William Aird, Professor of Medicine at Harvard Medical School, posted on X:

”1/7

RBC INCLUSIONS

Red blood cell (RBC) inclusions: small structures with big diagnostic value. Each one points to a different process, from marrow stress to iron overload to infection.  Here’s a tour, one inclusion at a time.

 

2/7

Nucleated RBCs: immature erythroid precursors that still carry their nucleus.

  • Normally confined to the marrow (except neonates).
  • In circulation, signal marrow under stress (hemolysis, hypoxia, marrow infiltration)

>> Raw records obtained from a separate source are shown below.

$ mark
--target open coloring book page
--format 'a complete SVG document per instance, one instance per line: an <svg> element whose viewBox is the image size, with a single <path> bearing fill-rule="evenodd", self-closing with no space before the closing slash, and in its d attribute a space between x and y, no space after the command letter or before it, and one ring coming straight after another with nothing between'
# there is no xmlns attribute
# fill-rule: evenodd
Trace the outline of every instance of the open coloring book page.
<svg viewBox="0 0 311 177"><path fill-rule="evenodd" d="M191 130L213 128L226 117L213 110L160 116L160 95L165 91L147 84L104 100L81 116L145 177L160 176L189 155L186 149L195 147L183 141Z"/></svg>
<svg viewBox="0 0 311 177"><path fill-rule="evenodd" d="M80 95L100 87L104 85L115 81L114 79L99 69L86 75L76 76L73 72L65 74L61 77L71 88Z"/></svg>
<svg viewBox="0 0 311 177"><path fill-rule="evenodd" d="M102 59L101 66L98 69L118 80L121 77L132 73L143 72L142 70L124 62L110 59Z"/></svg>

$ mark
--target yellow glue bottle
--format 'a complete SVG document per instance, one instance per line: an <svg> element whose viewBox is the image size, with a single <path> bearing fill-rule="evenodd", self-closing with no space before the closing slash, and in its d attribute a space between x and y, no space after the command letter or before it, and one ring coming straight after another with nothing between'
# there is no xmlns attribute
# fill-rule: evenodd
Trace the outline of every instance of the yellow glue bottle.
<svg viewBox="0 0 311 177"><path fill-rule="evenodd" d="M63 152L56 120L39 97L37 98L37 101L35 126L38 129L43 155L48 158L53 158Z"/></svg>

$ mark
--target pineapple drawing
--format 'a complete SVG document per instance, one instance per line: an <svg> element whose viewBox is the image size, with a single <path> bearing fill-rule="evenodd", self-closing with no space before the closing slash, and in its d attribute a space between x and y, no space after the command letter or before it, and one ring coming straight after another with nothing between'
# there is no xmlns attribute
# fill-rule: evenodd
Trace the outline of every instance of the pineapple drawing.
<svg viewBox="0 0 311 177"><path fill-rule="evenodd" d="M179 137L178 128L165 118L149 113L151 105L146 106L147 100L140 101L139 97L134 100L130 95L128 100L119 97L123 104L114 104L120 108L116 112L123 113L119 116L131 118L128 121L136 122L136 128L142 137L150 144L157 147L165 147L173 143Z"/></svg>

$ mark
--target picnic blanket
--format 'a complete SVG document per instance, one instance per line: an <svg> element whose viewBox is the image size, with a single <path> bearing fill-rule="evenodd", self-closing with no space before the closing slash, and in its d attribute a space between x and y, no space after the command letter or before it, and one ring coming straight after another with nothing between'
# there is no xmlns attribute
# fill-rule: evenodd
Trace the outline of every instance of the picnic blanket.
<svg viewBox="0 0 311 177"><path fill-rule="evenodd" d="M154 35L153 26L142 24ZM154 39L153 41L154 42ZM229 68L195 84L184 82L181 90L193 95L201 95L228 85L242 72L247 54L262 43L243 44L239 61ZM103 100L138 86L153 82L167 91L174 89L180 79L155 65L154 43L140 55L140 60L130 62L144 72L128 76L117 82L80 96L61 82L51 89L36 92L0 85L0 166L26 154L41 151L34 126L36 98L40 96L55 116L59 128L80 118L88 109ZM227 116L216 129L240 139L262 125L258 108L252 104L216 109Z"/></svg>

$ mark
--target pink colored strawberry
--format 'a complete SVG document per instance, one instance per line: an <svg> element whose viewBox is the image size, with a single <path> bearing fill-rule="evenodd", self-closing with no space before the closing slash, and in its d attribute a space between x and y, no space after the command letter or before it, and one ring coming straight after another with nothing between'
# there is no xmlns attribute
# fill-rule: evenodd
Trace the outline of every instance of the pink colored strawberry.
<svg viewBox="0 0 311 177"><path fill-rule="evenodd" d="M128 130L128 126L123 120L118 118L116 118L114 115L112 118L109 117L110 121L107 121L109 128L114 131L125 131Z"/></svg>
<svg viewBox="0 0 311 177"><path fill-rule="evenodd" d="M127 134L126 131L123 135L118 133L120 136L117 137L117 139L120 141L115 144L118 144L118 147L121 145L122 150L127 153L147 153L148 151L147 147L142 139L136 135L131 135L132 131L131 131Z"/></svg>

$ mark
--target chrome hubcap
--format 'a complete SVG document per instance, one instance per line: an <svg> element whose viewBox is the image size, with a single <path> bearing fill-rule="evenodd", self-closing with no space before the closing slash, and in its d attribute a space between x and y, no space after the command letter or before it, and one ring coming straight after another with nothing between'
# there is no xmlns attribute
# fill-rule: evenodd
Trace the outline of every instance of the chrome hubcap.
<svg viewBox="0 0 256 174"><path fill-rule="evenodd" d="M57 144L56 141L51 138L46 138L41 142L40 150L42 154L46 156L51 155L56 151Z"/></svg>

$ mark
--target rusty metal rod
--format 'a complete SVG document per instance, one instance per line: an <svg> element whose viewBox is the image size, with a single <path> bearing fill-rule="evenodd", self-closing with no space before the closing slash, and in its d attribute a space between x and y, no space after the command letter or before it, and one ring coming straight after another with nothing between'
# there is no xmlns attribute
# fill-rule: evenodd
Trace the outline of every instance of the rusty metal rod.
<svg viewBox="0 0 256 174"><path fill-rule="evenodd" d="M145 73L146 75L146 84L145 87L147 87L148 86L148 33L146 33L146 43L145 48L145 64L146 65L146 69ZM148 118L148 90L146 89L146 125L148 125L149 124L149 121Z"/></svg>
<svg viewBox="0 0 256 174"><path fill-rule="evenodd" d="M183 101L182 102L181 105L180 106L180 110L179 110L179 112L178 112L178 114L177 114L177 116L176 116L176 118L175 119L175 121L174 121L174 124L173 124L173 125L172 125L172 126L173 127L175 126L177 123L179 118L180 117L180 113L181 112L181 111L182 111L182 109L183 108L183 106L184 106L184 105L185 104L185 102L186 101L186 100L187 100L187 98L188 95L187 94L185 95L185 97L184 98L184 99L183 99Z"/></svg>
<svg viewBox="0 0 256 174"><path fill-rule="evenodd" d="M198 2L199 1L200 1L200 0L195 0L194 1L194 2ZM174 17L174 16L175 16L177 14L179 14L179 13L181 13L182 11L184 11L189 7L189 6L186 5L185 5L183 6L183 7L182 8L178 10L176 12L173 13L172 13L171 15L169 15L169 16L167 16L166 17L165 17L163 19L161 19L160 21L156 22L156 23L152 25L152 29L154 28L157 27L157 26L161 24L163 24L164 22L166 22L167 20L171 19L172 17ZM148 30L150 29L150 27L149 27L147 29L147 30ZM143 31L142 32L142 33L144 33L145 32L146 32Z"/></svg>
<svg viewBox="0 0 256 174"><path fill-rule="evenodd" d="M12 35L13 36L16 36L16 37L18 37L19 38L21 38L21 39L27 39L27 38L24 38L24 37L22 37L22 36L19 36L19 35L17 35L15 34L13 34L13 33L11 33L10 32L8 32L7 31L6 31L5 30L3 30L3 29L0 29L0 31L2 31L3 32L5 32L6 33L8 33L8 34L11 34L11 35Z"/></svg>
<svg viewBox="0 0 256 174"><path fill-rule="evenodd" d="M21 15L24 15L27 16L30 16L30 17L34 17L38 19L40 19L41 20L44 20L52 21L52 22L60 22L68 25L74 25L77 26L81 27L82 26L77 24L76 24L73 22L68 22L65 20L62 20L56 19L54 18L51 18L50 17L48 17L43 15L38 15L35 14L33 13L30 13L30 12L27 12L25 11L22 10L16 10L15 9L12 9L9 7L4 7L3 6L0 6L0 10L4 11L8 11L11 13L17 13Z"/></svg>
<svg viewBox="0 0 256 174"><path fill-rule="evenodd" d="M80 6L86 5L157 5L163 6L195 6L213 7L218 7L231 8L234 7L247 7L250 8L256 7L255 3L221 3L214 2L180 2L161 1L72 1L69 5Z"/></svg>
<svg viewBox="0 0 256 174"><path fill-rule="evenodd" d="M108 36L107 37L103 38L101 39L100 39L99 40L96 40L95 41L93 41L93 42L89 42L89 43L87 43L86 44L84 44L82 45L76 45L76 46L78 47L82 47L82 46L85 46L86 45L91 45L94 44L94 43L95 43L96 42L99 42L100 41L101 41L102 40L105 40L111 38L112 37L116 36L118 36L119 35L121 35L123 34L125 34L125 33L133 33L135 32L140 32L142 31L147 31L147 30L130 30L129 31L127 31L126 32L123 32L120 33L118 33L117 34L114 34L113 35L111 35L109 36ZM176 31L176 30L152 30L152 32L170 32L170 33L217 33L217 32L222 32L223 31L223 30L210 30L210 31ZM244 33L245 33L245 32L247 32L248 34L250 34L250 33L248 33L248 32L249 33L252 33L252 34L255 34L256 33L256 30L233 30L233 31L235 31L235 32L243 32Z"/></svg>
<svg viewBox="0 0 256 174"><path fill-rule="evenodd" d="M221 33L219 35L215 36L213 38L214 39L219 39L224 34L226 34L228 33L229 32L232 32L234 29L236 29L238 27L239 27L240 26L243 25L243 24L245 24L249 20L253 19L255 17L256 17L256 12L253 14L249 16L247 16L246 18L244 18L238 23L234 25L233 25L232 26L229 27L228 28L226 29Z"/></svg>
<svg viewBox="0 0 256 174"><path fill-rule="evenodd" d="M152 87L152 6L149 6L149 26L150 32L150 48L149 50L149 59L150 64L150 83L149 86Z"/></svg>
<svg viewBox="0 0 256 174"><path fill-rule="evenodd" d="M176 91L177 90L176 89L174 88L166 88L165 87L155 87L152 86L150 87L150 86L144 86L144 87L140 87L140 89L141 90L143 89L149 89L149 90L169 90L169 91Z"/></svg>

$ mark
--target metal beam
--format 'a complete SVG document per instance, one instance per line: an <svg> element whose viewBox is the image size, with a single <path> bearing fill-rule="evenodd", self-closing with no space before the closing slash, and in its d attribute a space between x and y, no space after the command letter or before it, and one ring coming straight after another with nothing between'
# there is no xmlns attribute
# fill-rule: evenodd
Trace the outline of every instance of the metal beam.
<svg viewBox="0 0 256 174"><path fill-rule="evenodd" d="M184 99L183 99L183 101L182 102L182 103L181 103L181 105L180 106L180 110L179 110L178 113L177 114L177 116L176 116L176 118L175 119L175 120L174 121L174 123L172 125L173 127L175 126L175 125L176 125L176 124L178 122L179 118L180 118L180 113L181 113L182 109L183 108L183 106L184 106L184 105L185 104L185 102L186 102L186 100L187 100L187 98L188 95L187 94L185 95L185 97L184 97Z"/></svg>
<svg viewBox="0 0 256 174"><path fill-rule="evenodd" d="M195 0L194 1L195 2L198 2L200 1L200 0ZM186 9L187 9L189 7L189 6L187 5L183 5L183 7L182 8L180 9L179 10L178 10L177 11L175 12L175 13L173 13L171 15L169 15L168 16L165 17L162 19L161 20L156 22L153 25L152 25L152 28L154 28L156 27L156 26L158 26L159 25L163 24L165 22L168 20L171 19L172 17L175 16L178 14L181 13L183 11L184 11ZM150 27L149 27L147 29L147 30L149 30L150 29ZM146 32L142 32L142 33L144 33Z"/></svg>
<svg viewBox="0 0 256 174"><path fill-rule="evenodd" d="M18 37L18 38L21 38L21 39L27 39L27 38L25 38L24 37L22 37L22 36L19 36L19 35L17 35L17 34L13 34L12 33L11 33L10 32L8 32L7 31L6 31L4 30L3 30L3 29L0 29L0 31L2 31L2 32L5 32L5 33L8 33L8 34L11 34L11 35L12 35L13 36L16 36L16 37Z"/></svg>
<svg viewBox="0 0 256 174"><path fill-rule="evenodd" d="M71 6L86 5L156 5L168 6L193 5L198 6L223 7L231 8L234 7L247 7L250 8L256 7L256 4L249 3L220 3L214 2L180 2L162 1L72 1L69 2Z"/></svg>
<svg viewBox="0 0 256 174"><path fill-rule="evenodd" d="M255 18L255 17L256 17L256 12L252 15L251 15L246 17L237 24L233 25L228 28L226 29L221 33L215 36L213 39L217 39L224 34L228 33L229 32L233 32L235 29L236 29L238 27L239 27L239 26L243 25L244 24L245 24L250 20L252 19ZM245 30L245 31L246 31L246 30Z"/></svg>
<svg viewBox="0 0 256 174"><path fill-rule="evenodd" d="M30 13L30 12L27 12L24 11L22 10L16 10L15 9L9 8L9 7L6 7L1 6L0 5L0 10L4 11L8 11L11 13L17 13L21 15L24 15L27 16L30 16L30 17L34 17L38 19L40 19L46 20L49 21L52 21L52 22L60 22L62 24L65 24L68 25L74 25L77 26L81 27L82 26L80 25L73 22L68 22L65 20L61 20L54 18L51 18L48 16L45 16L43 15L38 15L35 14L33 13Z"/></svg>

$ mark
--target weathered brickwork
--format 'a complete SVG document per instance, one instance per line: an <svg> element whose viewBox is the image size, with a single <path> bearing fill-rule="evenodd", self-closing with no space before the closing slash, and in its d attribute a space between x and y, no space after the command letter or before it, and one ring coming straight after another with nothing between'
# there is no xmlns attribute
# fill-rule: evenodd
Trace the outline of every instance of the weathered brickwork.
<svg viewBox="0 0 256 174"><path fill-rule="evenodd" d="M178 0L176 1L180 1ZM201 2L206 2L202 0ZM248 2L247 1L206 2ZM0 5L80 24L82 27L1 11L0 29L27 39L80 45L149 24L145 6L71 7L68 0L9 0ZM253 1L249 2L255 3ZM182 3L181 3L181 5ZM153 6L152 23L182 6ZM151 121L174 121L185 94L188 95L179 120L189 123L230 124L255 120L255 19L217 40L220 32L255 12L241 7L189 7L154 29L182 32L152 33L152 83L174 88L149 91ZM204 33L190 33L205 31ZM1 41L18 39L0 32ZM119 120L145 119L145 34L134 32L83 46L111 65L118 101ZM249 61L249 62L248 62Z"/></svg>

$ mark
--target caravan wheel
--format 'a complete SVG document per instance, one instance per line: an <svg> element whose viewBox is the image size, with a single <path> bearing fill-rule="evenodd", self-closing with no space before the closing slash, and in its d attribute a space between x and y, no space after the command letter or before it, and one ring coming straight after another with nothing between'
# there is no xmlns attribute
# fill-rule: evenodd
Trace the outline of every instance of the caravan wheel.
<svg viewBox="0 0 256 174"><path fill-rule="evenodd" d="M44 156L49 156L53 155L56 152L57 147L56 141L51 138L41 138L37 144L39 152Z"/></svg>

Think of them as a sign of the BM “pushing hard.”

 

3/7

Howell–Jolly bodies: small, round basophilic nuclear remnants (DNA) DNA found within circulating RBCs.

  • Appear when the spleen is absent or not functioning (asplenia, hyposplenism).
  • If you see them, ask about the spleen.

See here.

 

4/7

Basophilic stippling: numerous fine or coarse punctate, blue-purple granules (aggregates of ribosomal RNA).

  • Causes include thalassemia, lead poisoning, sideroblastic anemia.
  • Coarse stippling is especially associated with lead.

 

5/7

 Pappenheimer bodies: iron-containing granules (siderotic granules) in RBCs.

  • Stain positive with Prussian blue
  • Seen in sideroblastic anemia, iron overload, post-splenectomy.

See here.

 

6/7

 Intraerythrocytic parasites: malaria, babesiosis.

  • Morphology varies (rings, trophozoites, schizonts, gametocytes).
  • Always correlate with travel/exposure history; finding parasites in RBCs is a diagnostic emergency.

 

7/7

Red cell inclusions provide direct windows into pathophysiology: nuclear remnants, iron deposits, ribosomal aggregates, or pathogens. Recognizing them is a high-  yield skill at the microscope.”